Elizabeth Armstrong, a sociologist featured in the article, explains: “Women at elite universities [are] choosing hookups because they [see] relationships as too demanding and potentially too distracting from their goals.” A UPenn student called “A,” the most frequently quoted in Taylor’s article, echoes: “There are so many other things going on in my life that I find so important that I just can’t make time, and I don’t want to make time [for a relationship].”
My reaction to “Sex on Campus” was strong and immediate. Convinced that statements like A’s signaled Millennials' devaluing of intimacy, I wanted to shout, “Hey, the lessons learned in a relationship are just as significant as the ones learned in a classroom, club, or internship!” I wasn’t the only one. 24 hours after Taylor’s piece ran, Conor Friedersdorf at The Atlantic similarly countered the UPenn women’s view of relationships as obstacles to “unencumbered striving.” Friedersdorf’s detailing of the various lessons learned in sustained, romantic relationships is heartfelt and valid. But did it need to be written at all?
I’ve certainly begun to question my initial response — why did I take a few women’s temporary preference for casual sex as evidence that Millennials, in general, are emotionally callous?
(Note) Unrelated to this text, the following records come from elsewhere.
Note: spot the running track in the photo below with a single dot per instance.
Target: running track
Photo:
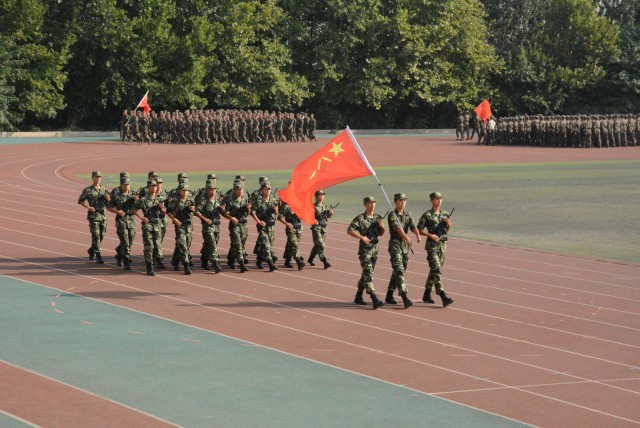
(544, 339)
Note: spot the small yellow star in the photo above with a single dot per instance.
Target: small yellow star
(336, 149)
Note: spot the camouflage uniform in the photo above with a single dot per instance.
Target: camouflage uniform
(96, 197)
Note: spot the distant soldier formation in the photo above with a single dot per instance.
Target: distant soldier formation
(586, 131)
(216, 127)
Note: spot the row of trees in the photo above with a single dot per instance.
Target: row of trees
(76, 64)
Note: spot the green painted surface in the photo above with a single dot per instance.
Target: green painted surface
(196, 378)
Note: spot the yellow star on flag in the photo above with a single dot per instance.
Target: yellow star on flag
(336, 149)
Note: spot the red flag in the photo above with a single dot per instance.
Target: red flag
(483, 110)
(144, 103)
(338, 161)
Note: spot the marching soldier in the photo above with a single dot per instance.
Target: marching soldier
(208, 211)
(121, 204)
(436, 248)
(180, 211)
(94, 199)
(367, 227)
(319, 229)
(400, 223)
(148, 210)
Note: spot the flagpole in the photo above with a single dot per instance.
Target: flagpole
(369, 166)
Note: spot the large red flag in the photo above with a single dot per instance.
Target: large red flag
(483, 110)
(144, 104)
(338, 161)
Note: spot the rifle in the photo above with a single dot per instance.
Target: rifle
(441, 228)
(374, 231)
(324, 215)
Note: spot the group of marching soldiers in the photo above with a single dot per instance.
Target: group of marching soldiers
(588, 131)
(216, 127)
(155, 208)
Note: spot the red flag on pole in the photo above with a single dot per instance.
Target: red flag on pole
(339, 160)
(144, 104)
(483, 110)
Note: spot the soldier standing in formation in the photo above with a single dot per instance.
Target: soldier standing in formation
(436, 248)
(367, 227)
(319, 229)
(400, 223)
(208, 210)
(121, 204)
(180, 210)
(94, 199)
(148, 210)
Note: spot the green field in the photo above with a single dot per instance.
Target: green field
(581, 208)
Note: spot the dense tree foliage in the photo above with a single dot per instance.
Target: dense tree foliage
(76, 64)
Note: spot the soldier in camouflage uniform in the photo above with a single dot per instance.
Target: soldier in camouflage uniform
(400, 223)
(293, 230)
(180, 211)
(264, 211)
(237, 208)
(319, 229)
(208, 210)
(148, 210)
(367, 227)
(427, 225)
(94, 199)
(121, 204)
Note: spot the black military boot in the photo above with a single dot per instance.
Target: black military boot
(446, 300)
(405, 299)
(150, 271)
(358, 299)
(216, 267)
(426, 297)
(376, 302)
(389, 298)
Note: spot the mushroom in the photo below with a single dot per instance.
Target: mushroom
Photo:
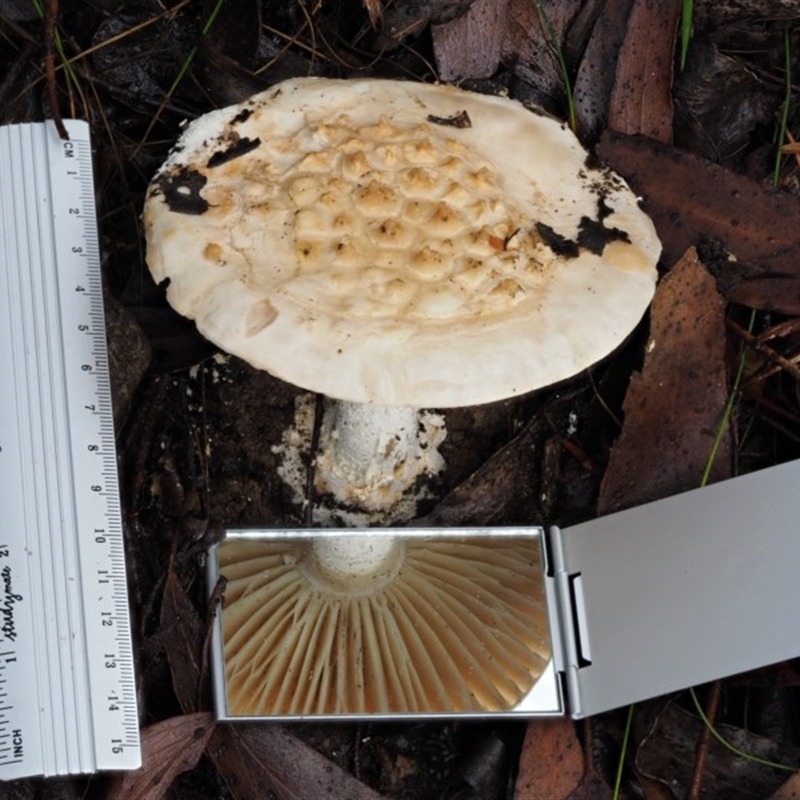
(394, 246)
(397, 246)
(445, 624)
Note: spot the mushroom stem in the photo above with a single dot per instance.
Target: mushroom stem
(372, 455)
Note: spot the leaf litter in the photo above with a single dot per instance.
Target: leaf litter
(192, 430)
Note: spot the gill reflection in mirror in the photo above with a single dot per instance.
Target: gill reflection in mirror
(376, 623)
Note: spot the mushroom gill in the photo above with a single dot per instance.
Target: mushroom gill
(438, 624)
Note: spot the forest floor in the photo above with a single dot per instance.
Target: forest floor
(709, 147)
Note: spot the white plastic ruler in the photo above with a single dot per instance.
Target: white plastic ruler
(67, 688)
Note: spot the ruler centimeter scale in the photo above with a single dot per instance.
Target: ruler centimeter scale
(67, 687)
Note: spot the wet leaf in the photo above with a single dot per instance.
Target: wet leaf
(260, 761)
(674, 406)
(667, 754)
(528, 47)
(551, 765)
(641, 101)
(720, 130)
(691, 199)
(596, 74)
(169, 748)
(789, 791)
(183, 633)
(469, 46)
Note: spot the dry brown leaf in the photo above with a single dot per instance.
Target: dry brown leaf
(259, 761)
(642, 98)
(469, 46)
(528, 47)
(691, 199)
(551, 764)
(674, 406)
(667, 754)
(768, 294)
(595, 79)
(169, 748)
(183, 633)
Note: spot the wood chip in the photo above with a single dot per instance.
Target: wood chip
(596, 72)
(691, 199)
(642, 98)
(469, 47)
(673, 408)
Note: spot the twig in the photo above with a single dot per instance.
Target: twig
(703, 743)
(765, 350)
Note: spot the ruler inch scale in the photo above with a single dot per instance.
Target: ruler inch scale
(67, 685)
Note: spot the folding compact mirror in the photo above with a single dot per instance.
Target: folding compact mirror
(411, 623)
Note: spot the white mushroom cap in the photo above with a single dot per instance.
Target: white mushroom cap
(440, 625)
(369, 240)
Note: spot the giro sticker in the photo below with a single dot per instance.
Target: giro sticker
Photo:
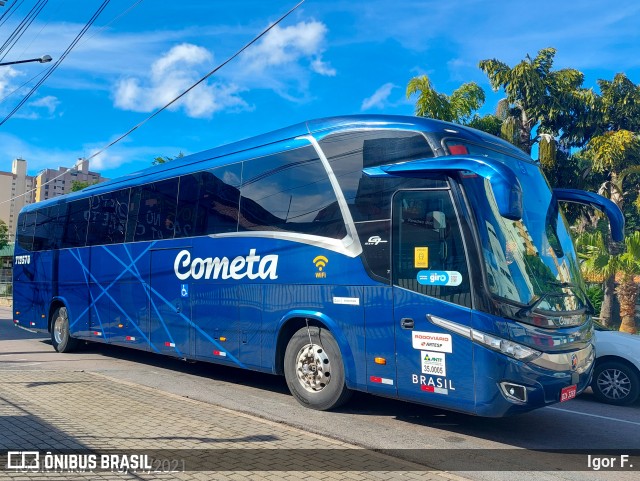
(439, 278)
(421, 257)
(433, 341)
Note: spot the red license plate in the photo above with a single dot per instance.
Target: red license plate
(568, 393)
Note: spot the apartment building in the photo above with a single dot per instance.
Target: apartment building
(16, 191)
(52, 183)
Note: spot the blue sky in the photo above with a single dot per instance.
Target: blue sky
(330, 57)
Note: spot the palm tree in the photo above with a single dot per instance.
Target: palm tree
(592, 249)
(597, 262)
(628, 289)
(536, 95)
(457, 107)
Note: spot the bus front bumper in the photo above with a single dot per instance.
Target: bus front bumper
(507, 386)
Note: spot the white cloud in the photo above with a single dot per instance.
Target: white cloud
(7, 74)
(171, 75)
(288, 45)
(379, 99)
(50, 103)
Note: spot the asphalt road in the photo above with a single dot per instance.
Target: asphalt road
(366, 420)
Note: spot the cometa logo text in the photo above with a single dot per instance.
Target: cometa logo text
(251, 266)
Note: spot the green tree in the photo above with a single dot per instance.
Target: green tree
(4, 235)
(628, 289)
(536, 97)
(597, 262)
(163, 160)
(457, 107)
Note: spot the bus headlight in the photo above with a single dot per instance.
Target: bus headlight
(509, 348)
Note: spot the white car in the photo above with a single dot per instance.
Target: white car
(616, 376)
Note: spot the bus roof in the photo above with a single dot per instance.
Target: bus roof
(318, 127)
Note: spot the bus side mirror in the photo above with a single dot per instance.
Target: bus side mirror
(612, 211)
(504, 182)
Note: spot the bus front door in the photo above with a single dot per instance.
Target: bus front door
(434, 366)
(170, 327)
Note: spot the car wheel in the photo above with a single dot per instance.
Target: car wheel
(615, 383)
(314, 369)
(60, 336)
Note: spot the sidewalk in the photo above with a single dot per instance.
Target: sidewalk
(80, 411)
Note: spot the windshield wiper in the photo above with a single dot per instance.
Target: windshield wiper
(533, 305)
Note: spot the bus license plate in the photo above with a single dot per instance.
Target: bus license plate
(568, 393)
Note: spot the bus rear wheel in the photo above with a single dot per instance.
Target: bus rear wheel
(60, 336)
(314, 369)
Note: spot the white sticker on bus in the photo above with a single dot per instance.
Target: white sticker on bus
(349, 301)
(433, 341)
(433, 363)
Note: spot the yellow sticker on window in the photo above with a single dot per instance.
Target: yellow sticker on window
(421, 257)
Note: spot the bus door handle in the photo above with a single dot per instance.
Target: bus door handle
(407, 323)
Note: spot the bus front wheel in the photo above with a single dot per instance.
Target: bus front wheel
(60, 336)
(314, 369)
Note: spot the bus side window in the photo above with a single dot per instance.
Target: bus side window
(289, 191)
(44, 236)
(428, 251)
(107, 218)
(219, 200)
(26, 227)
(156, 211)
(75, 225)
(188, 222)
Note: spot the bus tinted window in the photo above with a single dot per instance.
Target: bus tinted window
(108, 218)
(289, 191)
(153, 211)
(220, 199)
(188, 222)
(369, 199)
(47, 232)
(26, 227)
(75, 225)
(348, 153)
(428, 252)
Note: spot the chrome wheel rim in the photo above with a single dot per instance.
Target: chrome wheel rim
(313, 368)
(614, 384)
(59, 330)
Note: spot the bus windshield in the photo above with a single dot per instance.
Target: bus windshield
(529, 262)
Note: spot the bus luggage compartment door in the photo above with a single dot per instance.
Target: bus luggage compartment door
(170, 326)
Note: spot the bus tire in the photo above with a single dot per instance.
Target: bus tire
(315, 372)
(615, 383)
(60, 336)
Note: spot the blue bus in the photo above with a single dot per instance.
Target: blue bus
(400, 256)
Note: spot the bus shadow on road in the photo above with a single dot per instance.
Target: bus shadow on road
(218, 372)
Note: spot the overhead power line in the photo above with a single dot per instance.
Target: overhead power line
(6, 15)
(21, 28)
(58, 62)
(167, 105)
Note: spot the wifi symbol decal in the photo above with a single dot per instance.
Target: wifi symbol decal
(320, 262)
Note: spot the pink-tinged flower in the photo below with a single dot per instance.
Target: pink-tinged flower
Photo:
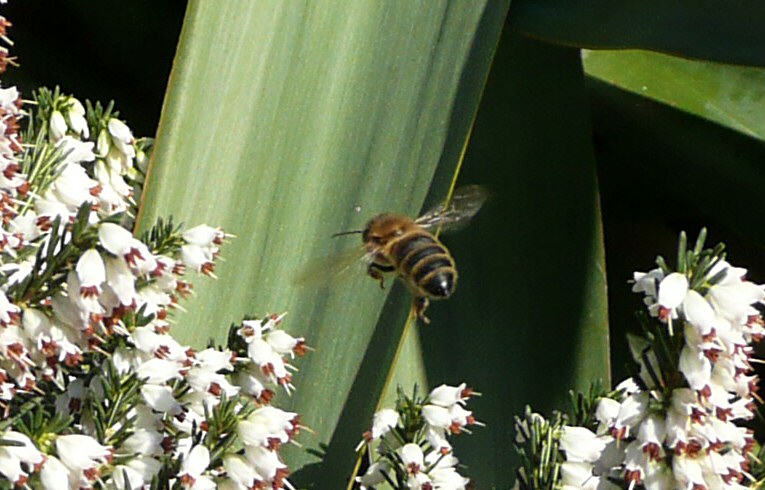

Why does Taylor seem to structure her article in support of such a conclusion? After all, there’s no indication that A and respondents like her are emotionally disinterested, they’re merely saying college isn’t the right time for them to be in a relationship. Fair enough. We’ve all felt that way at certain points in life. Would we think intimacy itself were in jeopardy if a male student expressed this opinion? Hardly.
Our culture casts heterosexual women as bastions of sexual order. Just look at the recent Iowa case where a woman was denied wrongful termination after her employer fired her for being to "attractive," and hence, a threat to his marriage. Men will be men; their promiscuity is a given. Women are responsible for that promiscuity, either to refuse it, or provide the emotional impetus that transforms sexual attraction into stable relationships. This explains why campus hook-up exposés always fixate on the experiences of straight women, ignoring those of heterosexual male or gay students. Straight women’s participation in hook-up culture is what challenges our preconceived beliefs. When reading Taylor’s article, some of us may be tempted to see the choice of a few women eschewing college relationships as indicative that intimacy in general is in trouble because we're inclined to think of women as the initiators and regulators of meaningful relationships.
Halfway through a response championing the benefits of long-term relationships, I removed my hands from the keyboard and took a breath. My Millennial friends and I valued emotional connection in college, and having a boyfriend was just one of many ways to experience intimacy. When digesting the Times latest hook-up culture article, some may also need to be reminded: Breathe. Society as we know it is not eroding beneath us because some of us have casual sex.